“NEVER knock back a business opportunity,” is Liz Davenport’s advice to up-and-coming young female executives.
“NEVER knock back a business opportunity,” is Liz Davenport’s advice to up-and-coming young female executives.
“You may think you are too busy, overworked or overcommited to take on a new assignment but if you don’t your competition certainly will,” she said.
Ms Davenport said there were a lot more women in the upper echelons of management today than there were ten years ago.
“I used to be invited to seminars and lunches and be almost the only woman there,” she said. “There were Miss Maud, myself and sometimes Diana Newman.
“Now you see far greater numbers of females at such events and they’re getting younger.”
Her daughter Katie obtained her law degree and Masters of Accounting by the age of twenty, then used those skills to assist her mother’s business.
She now has her own fashion label Made In Heaven with a store in Chappel St, Melbourne. A store in Sydney’s Oxford St opens soon.
Ms Davenport’s other daughter Jane has been designing her own label for ten years after training at the Paris/American Fashion Academy.

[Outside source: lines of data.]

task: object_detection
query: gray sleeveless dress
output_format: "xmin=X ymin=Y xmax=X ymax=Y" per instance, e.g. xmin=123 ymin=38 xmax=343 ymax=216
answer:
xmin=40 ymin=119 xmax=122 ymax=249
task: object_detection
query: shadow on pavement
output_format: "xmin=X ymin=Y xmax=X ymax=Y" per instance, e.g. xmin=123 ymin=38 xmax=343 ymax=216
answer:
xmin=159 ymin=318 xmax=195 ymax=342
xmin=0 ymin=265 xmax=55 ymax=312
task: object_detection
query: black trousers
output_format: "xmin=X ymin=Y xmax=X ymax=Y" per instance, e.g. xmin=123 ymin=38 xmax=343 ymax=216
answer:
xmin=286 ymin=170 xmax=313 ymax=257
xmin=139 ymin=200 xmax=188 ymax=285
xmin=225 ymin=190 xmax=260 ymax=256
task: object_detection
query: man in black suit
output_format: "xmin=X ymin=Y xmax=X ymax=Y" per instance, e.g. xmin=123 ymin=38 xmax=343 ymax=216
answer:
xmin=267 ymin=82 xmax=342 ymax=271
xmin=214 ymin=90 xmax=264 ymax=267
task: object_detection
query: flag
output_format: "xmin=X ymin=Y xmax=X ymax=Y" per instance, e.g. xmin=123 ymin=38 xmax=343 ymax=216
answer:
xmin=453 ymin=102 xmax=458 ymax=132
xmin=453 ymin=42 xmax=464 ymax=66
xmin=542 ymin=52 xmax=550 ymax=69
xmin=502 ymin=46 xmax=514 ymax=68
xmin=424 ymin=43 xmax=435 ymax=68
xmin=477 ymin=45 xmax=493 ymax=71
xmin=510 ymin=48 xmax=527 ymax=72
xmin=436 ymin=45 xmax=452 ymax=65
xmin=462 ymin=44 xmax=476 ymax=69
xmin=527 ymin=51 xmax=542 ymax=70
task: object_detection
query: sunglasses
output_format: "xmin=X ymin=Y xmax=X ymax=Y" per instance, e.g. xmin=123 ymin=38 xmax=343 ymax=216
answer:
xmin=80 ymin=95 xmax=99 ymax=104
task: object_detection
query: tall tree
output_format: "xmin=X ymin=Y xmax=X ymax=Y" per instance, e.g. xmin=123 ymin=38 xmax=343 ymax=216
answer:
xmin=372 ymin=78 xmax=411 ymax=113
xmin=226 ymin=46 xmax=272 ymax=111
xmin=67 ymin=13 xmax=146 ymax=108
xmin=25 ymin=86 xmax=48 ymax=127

Now into her fourth year running the London Liz Davenport store, Jane assists with photography and marketing.
The fate of Australia’s wool industry is close to Ms Davenport’s heart.
“Instead of moving into a modern era, creating fantastic new fabrics and moving forward, the marketing powers stood still and forgot India was ‘woollenising’ synthetics.
“Now, the wool industry is going to have to spend an enormous amount of money in research and development – virtually creating new products – to bring itself back up.”